Global Collecting Forum Held In Beijing

Forum Provides Opportunity For Western, Chinese Collectors, Curators And Artists Come Together To Discuss Future Of Art Collecting In China

Western and Chinese experts discussed a wide range of important issues in art collecting at the Global Collecting Forum in Beijing (Photo: CRI)

Western and Chinese experts discussed a wide range of important issues in art collecting at the Global Collecting Forum in Beijing (Photo: CRI)

Although the last few years have seen the rapid rise of the New Chinese Collector of contemporary Chinese art, the relatively late arrival of Chinese collectors means that the vast majority of major works of contemporary Chinese art remain in the collections of Western art collectors (such as the former Swiss diplomat-turned-prolific collector Uli Sigg, who owns around 2,000 pieces) or Western art museums and galleries. Although buying trends are changing, as more Chinese collectors and curators start to bolster their collections and diversify the artwork they acquire, one of the unique challenges that art lovers in China must face is the dearth of contemporary Chinese artwork available for view in their local museums and galleries.

With these issues — the underdevelopment of Chinese art museums and the growing interest in private art collection in China — in mind, this weekend the Global Collecting Forum was held at Beijing’s Reignwood Theater.

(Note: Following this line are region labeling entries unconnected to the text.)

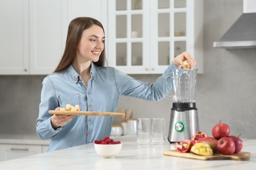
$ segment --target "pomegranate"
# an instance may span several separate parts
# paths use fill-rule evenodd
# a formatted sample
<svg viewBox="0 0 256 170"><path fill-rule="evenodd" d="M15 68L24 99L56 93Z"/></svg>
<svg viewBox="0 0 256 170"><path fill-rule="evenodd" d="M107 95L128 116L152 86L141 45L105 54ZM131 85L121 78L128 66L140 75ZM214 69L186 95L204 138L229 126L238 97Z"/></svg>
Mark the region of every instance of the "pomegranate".
<svg viewBox="0 0 256 170"><path fill-rule="evenodd" d="M208 135L205 132L198 131L191 137L192 144L194 144L198 141L199 139L205 137L208 137Z"/></svg>
<svg viewBox="0 0 256 170"><path fill-rule="evenodd" d="M181 142L175 143L175 148L181 153L189 152L192 146L190 139L186 139Z"/></svg>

The forum brought together a number of prominent Western and Chinese art collectors, museum curators, gallery owners and artists, whose work was shown at an exhibition which included pieces by prominent Chinese artists like Cai Guoqiang, Xu Bing, Liu Xiaodong and Wang Guangyi. According to Cultural China:

[Chinese writer-filmmaker Sun Shuyun], who was a guest at last year’s ISD forum, has met some of the world’s best-known art collectors and museum directors there. But she was somehow left with the impression that many of these “leaders of art collecting actually knew very little about Chinese art.”

The situation is expected to improve as this year’s forum brings over 30 leading art experts from Europe, the United States and Russia to meet with their Asian counterparts in the Chinese capital. Those set to show up include Baroness Kennedy QC, a trustee of the British Museum; Alexandra Monroe, senior curator at the Guggenheim Museum; and Derek Gillman, director of the US-based Barnes Foundation, a top collector of Post-Impressionist paintings.

After the activity of recent weeks, when more events such as this were held during China’s celebratory “Golden Week” and during the Songzhuang Art Festival (where China’s first-ever conference of collectors of Chinese contemporary art took place), it is clear that new Chinese collectors (and curators) are motivated to gain more artistic literacy while also learning techniques for boosting public awareness and interest in Chinese contemporary art. From an analysis of the Global Collecting Forum on China.org:

“Major museums in China are still focused largely on modern art as opposed to contemporary… and their collections rely largely on donations from artists or their relations,” [Wang Huangsheng, director of the Art Museum of China Central Academy of Fine Arts] said recently at the Global Collecting Forum, which for the first time gathered the world’s top institutional and private collectors in Beijing. According to Wang, although some museums have agendas for contemporary art, a small budget and an incomplete art preservation system are two major obstacles for Chinese museums in acquiring contemporary art. Wang calls on Chinese art museums to expand their financial resources, and make long-term and systematic collecting agendas.

Experts at the forum believe it’s the responsibility of art museums and institutions to help the general public understand contemporary art, and by cultivating a wider social interest, motivate the public to become collectors.

Uli Sigg, the Swiss collector of Chinese contemporary art, has said he will probably bring his collection back to China eventually (“In the end, it would make sense for the Chinese people to see their own art.”). Hopefully by then, Chinese museums and private collectors will be ready to include those artworks in their permanent collections.